After processing "i", abbrLen = 1 (1 character processed)
word[0] is the first character, so word[abbrLen - 1] = word[0] ✓

Leading Zero Detection

if(!num && abbr[i] == '0') {
    return false;
}

Why this works:

  • !num means we haven’t started building a number yet
  • If first digit is ‘0’, it’s a leading zero → invalid
  • Valid numbers: “1”, “12”, “123” (no leading zeros)
  • Invalid: “01”, “012” (leading zeros)

Number Building

num = num * 10 + abbr[i] - '0';

How it works:

  • Start with num = 0
  • For each digit: multiply by 10 and add new digit
  • Example: “12” → num = 0*10+1 = 1, then num = 1*10+2 = 12

Common Mistakes

  1. Off-by-one errors: Forgetting abbrLen - 1 for array indexing
  2. Leading zeros: Not checking for ‘0’ as first digit
  3. Final check: Forgetting to add remaining num at the end
  4. Bounds checking: Not verifying abbrLen <= wordLen
  5. Number parsing: Not handling multi-digit numbers correctly
  6. Reset num: Forgetting to reset num = 0 after processing letter

Optimization Tips

  1. Early termination: Return false immediately on mismatch
  2. Single pass: Process abbreviation in one iteration
  3. Minimal variables: Only track necessary state

Real-World Applications

  1. Text Compression: Validating compressed text formats
  2. URL Shortening: Verifying shortened URLs decode correctly
  3. Data Validation: Checking format compliance
  4. Parsing: Validating structured text representations

Pattern Recognition

This problem demonstrates the “String Parsing with State Tracking” pattern:

1. Track current position/state while parsing
2. Handle different character types (letters vs digits)
3. Accumulate values (numbers) across multiple characters
4. Validate at each step and at the end

Similar problems:

  • Expression parsing
  • Format validation
  • String matching with wildcards
  • Pattern matching

Step-by-Step Trace: word = "apple", abbr = "a2e"

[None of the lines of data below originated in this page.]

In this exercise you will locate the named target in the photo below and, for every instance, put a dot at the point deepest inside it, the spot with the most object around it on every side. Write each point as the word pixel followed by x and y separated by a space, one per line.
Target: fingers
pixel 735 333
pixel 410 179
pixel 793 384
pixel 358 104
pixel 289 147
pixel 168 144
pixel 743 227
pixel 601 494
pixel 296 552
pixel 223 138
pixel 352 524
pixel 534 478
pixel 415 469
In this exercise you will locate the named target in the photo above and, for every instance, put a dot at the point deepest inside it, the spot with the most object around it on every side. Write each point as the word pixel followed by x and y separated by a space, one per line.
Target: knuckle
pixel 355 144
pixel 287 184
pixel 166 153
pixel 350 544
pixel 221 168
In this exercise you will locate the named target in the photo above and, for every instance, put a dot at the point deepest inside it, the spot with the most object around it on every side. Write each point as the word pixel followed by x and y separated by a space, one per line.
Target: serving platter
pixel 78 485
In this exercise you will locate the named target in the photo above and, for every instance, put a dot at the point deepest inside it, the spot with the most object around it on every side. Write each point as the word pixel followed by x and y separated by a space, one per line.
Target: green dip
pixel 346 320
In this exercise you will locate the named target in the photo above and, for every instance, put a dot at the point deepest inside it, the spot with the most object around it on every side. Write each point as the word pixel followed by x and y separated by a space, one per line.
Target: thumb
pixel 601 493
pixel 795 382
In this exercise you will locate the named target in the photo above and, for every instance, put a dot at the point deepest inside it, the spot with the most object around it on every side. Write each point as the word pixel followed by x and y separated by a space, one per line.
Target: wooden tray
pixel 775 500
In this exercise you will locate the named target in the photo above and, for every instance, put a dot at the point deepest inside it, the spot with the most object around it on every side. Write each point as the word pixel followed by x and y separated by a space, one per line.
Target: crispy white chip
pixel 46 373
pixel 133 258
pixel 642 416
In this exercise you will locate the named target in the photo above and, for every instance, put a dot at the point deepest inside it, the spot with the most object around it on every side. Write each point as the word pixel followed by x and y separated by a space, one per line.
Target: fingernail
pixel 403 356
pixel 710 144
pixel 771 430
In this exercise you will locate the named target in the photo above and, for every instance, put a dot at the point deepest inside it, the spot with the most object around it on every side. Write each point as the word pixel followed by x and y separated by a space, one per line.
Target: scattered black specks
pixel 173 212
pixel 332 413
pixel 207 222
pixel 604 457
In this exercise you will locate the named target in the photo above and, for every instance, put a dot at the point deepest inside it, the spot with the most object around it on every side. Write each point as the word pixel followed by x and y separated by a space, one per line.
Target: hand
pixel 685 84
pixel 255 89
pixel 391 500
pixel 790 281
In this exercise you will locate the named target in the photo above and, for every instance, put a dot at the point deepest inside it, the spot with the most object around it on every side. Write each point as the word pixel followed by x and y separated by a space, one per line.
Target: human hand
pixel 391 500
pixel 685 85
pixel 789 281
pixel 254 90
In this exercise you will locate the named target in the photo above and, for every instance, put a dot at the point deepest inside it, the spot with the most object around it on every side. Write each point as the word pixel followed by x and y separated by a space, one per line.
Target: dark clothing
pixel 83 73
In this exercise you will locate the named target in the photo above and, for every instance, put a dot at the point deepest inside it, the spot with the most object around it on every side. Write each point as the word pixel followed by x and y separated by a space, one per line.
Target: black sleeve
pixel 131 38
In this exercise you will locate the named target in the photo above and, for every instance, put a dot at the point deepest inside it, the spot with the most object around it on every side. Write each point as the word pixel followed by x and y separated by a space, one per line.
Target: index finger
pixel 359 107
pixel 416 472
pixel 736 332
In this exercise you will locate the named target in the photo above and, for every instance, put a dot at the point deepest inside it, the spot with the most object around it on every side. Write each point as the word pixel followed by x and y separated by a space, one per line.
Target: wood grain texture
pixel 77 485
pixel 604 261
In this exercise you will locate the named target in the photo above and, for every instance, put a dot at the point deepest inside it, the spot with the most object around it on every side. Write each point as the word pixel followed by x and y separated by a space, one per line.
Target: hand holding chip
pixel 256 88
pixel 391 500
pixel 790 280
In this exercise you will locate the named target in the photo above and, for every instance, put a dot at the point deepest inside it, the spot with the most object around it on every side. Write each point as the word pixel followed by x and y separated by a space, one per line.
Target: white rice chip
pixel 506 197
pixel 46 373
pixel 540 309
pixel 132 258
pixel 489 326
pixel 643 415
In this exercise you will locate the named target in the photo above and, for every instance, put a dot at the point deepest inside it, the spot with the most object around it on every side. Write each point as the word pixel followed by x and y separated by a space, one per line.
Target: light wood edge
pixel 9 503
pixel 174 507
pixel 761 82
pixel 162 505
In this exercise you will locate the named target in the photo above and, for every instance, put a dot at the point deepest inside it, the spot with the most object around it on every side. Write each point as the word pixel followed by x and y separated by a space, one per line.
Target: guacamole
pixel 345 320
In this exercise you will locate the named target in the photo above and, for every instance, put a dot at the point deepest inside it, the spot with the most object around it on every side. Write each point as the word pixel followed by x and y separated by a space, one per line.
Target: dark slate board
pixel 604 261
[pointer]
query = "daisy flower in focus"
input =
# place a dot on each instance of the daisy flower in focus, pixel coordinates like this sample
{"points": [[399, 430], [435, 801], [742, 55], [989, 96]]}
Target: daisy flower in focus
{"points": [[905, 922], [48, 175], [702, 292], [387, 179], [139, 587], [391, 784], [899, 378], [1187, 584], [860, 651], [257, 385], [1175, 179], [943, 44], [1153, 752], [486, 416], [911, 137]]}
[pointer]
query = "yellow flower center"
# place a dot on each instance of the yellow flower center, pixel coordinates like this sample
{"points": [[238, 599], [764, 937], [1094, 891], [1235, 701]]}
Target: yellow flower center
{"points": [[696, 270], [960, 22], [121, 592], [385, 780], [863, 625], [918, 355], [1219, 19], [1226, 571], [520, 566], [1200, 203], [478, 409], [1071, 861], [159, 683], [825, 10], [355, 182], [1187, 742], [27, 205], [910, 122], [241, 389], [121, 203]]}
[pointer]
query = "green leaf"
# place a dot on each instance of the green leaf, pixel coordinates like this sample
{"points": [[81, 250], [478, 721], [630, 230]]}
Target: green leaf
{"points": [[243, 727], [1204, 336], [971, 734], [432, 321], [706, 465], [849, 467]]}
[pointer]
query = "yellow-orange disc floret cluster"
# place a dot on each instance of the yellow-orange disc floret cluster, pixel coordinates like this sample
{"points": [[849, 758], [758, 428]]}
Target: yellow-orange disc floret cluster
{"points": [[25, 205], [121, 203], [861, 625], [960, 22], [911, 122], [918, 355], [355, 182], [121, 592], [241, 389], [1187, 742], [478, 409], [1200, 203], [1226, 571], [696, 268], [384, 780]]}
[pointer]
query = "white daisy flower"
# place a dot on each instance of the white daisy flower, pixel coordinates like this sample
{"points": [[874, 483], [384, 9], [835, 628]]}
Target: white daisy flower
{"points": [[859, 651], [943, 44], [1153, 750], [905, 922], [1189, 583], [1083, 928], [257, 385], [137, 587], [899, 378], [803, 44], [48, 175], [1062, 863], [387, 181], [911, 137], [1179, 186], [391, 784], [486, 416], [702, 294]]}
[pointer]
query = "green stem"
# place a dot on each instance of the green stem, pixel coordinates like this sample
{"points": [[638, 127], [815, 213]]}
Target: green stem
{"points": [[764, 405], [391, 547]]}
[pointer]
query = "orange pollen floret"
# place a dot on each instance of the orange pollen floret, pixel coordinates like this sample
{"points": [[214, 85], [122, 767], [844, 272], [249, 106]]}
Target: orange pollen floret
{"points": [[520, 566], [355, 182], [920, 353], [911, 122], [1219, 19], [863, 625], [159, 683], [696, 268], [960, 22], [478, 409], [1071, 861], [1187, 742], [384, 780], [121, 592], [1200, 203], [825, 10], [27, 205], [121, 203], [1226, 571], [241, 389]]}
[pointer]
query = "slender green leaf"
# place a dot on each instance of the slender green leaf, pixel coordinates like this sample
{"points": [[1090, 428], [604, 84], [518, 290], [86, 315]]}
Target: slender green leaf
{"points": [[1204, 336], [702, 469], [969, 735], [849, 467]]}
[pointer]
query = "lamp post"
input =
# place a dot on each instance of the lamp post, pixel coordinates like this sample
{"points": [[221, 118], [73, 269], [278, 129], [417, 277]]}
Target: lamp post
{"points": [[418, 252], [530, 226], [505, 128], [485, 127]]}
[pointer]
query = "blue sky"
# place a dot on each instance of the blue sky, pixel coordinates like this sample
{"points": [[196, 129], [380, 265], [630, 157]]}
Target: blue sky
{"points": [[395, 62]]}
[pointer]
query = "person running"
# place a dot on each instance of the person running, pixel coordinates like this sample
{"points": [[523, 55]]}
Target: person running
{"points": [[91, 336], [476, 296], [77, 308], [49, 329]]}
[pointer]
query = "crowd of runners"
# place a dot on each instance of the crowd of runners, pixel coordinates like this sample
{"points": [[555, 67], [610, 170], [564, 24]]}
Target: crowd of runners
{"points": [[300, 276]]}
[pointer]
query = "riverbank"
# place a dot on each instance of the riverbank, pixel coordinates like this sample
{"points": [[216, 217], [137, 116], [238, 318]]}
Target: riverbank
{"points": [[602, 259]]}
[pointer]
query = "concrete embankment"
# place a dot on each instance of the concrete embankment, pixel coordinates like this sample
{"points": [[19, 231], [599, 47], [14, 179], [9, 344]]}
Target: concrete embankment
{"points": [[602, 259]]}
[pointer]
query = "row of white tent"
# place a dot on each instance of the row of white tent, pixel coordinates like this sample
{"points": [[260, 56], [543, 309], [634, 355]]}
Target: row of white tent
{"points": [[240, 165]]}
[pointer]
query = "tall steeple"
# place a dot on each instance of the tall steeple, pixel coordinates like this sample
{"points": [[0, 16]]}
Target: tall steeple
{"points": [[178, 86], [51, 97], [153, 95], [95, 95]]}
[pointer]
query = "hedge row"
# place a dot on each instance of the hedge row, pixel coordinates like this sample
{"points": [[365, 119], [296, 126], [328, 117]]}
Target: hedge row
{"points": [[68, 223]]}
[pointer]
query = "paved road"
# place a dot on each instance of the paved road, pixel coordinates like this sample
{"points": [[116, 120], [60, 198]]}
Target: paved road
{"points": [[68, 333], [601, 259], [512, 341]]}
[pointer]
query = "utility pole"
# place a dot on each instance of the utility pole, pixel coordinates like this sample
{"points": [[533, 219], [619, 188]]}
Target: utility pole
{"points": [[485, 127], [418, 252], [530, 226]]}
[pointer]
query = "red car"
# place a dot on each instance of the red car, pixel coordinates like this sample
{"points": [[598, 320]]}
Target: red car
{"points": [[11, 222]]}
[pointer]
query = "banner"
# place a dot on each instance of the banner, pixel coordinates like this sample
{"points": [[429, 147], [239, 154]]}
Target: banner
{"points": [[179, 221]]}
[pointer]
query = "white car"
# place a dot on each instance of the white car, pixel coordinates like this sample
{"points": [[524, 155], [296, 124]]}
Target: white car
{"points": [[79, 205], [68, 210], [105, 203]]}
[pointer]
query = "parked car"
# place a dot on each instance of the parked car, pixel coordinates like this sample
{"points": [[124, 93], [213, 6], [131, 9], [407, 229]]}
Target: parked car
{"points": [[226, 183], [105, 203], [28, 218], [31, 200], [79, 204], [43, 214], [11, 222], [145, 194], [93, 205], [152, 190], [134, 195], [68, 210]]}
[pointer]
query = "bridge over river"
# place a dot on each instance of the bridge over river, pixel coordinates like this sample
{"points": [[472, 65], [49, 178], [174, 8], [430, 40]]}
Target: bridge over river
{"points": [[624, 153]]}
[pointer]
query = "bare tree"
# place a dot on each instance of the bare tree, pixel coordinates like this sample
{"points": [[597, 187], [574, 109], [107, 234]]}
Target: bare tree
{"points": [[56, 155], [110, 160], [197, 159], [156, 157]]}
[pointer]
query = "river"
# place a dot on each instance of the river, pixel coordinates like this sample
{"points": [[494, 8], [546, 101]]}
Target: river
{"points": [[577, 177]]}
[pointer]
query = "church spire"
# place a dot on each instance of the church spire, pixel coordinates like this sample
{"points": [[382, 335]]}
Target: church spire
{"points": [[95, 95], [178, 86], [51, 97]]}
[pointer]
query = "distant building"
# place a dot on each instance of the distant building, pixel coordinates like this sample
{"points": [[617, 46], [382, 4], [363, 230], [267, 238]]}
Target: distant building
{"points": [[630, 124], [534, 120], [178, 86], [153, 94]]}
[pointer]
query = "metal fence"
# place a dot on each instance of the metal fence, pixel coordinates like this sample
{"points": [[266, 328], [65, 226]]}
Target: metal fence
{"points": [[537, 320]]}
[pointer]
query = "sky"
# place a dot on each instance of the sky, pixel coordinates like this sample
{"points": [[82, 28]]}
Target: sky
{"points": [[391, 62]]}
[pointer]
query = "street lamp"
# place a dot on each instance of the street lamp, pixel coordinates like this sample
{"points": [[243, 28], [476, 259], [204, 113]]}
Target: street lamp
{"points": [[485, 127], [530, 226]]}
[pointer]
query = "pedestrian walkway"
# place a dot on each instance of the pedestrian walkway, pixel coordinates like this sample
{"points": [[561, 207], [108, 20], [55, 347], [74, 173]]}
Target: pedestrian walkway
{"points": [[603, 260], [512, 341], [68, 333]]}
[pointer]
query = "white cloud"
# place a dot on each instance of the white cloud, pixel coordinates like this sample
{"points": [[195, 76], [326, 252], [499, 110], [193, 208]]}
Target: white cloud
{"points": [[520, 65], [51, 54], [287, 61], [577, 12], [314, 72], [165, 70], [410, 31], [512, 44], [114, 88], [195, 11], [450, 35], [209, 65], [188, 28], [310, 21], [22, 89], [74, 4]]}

Initial: abbrLen = 0, num = 0, wordLen = 5

i=0: 'a' (letter)
  abbrLen = 0 + 0 + 1 = 1
  num = 0
  Check: word[0] == 'a' ✓
  abbrLen = 1

i=1: '2' (digit)
  num = 0 * 10 + 2 = 2

i=2: 'e' (letter)
  abbrLen = 1 + 2 + 1 = 4
  num = 0
  Check: word[3] == 'e' ✗ (word[3] = 'l', not 'e')
  Return false

Why it fails:

  • After ‘a’ at position 0, skip 2 → position 2
  • ‘e’ should be at position 2, but word[2] = ‘p’
  • Actually, ‘e’ is at position 4, so abbreviation is invalid

Why This Solution Works

Correctness:

  • Tracks exact position in word: abbrLen counts characters processed
  • Validates each letter: Ensures abbreviation matches word
  • Handles numbers correctly: Parses multi-digit numbers
  • Prevents leading zeros: Rejects invalid abbreviations
  • Final validation: Ensures total length matches

Efficiency:

  • Single pass: O(n) where n is abbreviation length
  • Constant space: Only a few variables
  • Early termination: Returns false immediately on error

This problem demonstrates how to parse and validate string abbreviations by tracking position and handling both letters and numbers correctly.